GNOME Bugzilla – Bug 668365
libgdata 0.10.x link error because of exported symbols that don't exist
Last modified: 2012-01-23 19:11:34 UTC
I'm building libgdata-0.10.1 on x86_64-sun-solaris2.10 with the no-cost Oracle Studio 12.2 toolchain & the standard Solaris linker, ld. Much like Linux, the ld on Solaris supports linker maps. Apparently unlike the Linux linker, though, ld objects to a linker map that declares global scope symbols that don't actually exist in any of the object files. This is results in the following link error when trying to create libgdata: Undefined first referenced symbol in file GDATA_YOUTUBE_RATING_TYPE_V_CHIP gdata/.libs/libgdata.so.13.1.1.exp GDATA_YOUTUBE_RATING_TYPE_SIMPLE gdata/.libs/libgdata.so.13.1.1.exp GDATA_YOUTUBE_RATING_TYPE_MPAA gdata/.libs/libgdata.so.13.1.1.exp ld: fatal: Symbol referencing errors. No output written to gdata/.libs/libgdata.so.13.1.1 gmake[2]: *** [gdata/libgdata.la] Error 2 gmake[2]: Leaving directory `/local/src/RPM/BUILD/libgdata-0.10.1' Examining the code, the linker is correct. While there are #defines that map each of those to a string, there's no actual symbols (function or variable) with those names. I'm really surprised that the Linux ld hasn't flagged this as an error as well.
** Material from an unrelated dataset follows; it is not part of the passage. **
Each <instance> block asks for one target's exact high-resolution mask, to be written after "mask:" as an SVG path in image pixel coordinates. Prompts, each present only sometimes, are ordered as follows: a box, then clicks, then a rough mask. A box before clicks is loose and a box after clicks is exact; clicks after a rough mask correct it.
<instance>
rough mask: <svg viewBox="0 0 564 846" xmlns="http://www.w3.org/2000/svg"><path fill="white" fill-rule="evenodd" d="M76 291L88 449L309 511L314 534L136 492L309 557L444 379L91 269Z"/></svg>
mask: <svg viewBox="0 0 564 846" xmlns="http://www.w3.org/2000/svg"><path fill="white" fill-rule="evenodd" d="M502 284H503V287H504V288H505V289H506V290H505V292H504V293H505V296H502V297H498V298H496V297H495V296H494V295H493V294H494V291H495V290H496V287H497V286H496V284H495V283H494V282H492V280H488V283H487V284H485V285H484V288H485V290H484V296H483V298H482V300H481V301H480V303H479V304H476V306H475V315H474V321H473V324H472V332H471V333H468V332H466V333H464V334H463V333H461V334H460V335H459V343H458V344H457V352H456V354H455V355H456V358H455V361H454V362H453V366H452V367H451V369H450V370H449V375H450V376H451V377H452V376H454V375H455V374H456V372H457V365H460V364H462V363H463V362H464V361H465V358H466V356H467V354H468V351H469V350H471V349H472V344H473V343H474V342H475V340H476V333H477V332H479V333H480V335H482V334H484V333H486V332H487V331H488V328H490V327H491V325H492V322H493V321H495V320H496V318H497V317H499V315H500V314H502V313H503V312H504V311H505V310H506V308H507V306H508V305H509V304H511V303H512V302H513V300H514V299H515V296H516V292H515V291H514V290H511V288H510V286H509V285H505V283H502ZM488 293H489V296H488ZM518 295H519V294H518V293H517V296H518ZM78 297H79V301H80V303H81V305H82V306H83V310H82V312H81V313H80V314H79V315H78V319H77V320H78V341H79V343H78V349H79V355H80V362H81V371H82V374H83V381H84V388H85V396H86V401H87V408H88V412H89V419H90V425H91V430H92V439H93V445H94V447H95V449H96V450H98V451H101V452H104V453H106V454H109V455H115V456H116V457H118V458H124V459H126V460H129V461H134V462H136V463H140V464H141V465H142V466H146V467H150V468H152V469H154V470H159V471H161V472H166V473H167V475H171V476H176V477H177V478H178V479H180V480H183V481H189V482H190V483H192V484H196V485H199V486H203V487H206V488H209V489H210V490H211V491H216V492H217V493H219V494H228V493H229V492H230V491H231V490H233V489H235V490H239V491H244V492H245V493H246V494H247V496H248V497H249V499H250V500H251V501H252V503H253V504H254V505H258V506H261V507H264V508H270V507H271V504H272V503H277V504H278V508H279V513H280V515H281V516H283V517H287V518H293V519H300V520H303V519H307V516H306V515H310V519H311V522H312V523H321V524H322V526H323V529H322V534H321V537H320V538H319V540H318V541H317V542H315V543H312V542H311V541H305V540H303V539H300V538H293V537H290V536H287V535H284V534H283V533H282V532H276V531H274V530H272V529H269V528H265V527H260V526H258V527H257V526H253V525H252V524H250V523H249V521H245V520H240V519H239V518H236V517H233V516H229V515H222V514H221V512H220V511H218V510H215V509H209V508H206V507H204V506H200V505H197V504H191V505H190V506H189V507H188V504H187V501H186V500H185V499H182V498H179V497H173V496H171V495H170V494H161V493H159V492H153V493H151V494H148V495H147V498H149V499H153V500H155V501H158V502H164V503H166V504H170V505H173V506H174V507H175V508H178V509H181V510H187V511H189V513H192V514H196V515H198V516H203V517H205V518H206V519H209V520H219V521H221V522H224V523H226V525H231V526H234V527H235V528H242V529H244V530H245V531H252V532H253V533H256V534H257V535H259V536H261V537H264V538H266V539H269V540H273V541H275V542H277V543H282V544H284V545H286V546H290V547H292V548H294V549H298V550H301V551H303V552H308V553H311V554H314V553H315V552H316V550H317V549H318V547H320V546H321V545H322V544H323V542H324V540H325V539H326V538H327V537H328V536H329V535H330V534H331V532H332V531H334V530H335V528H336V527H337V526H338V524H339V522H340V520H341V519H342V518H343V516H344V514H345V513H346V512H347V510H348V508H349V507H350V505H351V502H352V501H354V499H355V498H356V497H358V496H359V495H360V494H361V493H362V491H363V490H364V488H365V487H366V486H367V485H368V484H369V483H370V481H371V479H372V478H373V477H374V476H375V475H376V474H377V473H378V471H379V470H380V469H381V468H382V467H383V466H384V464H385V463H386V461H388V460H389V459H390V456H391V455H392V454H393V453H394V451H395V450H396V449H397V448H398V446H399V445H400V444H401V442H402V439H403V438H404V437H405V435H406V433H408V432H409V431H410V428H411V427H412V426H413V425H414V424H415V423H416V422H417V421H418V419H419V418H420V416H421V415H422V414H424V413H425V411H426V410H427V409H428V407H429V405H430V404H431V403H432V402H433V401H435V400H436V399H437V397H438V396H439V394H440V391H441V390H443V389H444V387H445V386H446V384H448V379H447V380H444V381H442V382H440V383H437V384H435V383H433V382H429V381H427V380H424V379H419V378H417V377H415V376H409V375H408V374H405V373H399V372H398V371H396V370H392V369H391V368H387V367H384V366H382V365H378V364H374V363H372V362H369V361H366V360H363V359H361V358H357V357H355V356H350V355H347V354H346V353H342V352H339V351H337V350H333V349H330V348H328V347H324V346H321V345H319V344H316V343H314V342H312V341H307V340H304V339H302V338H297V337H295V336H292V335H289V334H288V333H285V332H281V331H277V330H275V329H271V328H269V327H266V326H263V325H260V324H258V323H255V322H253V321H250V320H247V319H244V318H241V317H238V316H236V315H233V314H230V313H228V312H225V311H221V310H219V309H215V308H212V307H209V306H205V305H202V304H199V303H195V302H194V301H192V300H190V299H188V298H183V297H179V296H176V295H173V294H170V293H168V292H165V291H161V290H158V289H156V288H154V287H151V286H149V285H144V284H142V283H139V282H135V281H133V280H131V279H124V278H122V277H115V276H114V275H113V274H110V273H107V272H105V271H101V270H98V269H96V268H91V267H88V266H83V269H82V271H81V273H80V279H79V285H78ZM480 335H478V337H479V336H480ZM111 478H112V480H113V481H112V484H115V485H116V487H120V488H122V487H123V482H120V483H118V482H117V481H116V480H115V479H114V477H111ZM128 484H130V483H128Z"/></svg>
I'm also surprised that ld didn't warn about it. I guess it just included them in the library as undefined symbols. I tried playing about with linker flags such as --no-allow-shlib-undefined and --error-unresolved-symbols, but they throw errors from libgdata's dependency libraries, so can't be used. I'll backport the patch to the 0.10.x branch in time for the next 0.10.x release (which might take a while). commit 2dda90f943b8a4419982d54342e14ffada908bd8 Author: Philip Withnall <philip@tecnocode.co.uk> Date: Sat Jan 21 10:20:44 2012 +0000 build: Remove some #defines from gdata.symbols They should never have been in there, and were breaking the build on Solaris Closes: https://bugzilla.gnome.org/show_bug.cgi?id=668365 gdata/gdata.symbols | 3 --- 1 files changed, 0 insertions(+), 3 deletions(-)
I'm happy to see your change, but I do have one concern: is there any danger of this ABI change causing problems for anyone on Linux that built 0.10.0 or 0.10.1? For my personal build needs, since I don't have a previous libgdata from the 0.10.x series, having the ABI change isn't going to cause a problem, but I would hate for an issue I raised to cause unintended issues for Linux.
I can't see why this should cause a problem for any software: nothing should ever have tried to resolve those symbols in libgdata.so, since any code compiled against libgdata would've substituted them in the preprocessing stage. That said, my ld knowledge is weak and I could be wrong. If so, I guess people will file bugs as appropriate.